Studie von Liechtenstein Life und AssCompact: Viele Vermittler kennen ihren Bestandswert nicht
Zu Beginn der zweiten Jahreshälfte 2025 rückt ein zentrales Thema der Vermittlerschaft erneut in den Fokus: der eigene Bestand als Altersvorsorge. Eine aktuelle Studie von Liechtenstein Life in Zusammenarbeit mit AssCompact Studien zeigt, dass bei der Bewertung des eigenen Bestands erheblicher Aufklärungsbedarf besteht. Konkret geben über 70 Prozent der befragten deutschen Versicherungsvermittler an, den genauen Wert ihres Bestands nicht zu kennen. Die Online-Umfrage wurde im Zeitraum vom 25. Juni bis 4. Juli 2025 unter 303 Vermittlern durchgeführt. Das Ergebnis sorgt in der Branche zwar nicht für Jubelsprünge, überrascht angesichts der hohen wirtschaftlichen Bedeutung des Bestands jedoch dennoch.
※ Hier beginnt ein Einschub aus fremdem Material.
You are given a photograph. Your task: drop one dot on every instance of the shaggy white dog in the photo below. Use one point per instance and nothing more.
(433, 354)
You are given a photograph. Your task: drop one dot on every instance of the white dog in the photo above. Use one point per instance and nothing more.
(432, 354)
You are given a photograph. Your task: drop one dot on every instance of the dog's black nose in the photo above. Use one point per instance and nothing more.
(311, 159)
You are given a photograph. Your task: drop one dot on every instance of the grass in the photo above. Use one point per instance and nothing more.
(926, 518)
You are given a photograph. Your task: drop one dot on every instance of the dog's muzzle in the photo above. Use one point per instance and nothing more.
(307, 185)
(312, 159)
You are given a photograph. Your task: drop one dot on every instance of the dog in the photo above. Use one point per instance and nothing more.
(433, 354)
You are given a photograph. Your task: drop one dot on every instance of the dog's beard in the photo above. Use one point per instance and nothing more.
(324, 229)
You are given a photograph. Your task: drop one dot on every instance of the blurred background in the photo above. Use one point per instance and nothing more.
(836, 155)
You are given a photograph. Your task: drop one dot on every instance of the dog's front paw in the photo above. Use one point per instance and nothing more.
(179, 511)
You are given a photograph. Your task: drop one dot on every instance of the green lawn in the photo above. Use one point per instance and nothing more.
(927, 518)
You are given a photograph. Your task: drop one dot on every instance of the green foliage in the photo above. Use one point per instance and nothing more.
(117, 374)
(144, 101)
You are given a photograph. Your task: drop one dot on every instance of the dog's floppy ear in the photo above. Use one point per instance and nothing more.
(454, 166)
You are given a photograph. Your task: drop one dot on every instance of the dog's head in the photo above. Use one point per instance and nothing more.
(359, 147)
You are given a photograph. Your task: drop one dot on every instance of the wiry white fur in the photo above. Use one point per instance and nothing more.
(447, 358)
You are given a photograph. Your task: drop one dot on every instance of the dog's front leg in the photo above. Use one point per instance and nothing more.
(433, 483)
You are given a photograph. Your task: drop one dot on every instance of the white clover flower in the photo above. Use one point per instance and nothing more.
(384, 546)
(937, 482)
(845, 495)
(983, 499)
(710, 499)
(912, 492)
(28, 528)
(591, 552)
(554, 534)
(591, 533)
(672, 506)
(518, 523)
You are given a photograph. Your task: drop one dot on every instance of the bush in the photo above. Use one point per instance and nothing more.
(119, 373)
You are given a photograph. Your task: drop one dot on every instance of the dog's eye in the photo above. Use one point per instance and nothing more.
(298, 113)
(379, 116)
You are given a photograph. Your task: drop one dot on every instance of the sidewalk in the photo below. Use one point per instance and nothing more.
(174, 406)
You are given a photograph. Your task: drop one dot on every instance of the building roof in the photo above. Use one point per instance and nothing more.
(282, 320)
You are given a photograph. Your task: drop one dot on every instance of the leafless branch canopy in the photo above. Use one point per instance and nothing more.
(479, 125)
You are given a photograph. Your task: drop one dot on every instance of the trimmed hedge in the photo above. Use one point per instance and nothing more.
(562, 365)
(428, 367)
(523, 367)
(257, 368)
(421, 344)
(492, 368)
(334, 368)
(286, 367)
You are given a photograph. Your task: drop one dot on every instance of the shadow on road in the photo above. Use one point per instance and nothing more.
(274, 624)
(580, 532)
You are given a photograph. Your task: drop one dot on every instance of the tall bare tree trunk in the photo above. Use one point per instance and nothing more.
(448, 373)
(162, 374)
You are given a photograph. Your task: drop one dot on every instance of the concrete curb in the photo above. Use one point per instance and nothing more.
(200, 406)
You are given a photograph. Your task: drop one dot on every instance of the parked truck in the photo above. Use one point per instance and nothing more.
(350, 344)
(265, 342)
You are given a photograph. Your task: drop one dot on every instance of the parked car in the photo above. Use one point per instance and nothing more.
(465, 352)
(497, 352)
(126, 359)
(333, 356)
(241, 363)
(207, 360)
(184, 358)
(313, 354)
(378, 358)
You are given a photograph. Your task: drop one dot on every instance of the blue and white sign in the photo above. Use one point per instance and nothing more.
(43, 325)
Altersvorsorge ja – Bewertung eher nein
Dabei ist die grundsätzliche Bedeutung des Bestands unstrittig. Laut der Studie, die auch von der prosperity solutions AG – einer Tochter der the prosperity company AG und Schwesterorganisation der Liechtenstein Life Assurance AG – begleitet wurde, betrachten 71,2 Prozent der Vermittler ihren Bestand als Baustein der eigenen Altersvorsorge. Knapp 40 Prozent gehen sogar so weit, dass sie ihn als vollständige oder überwiegende Säule ihrer Altersabsicherung ansehen. Auf der anderen Seite messen immerhin 21,5 Prozent dem Bestand für die Altersvorsorge keine relevante Bedeutung bei. Auffällig ist der Kontrast zwischen strategischer Bedeutung und operativer Umsetzung: Während Bestandsprovisionen – insbesondere aus der Lebensversicherung – von vielen als zentraler Werttreiber eingeschätzt werden, fehlt es häufig an einer systematischen Bewertung. Nur 16,8 Prozent haben ihren Bestandswert bislang konkret berechnet, 70,6 Prozent hingegen noch nie.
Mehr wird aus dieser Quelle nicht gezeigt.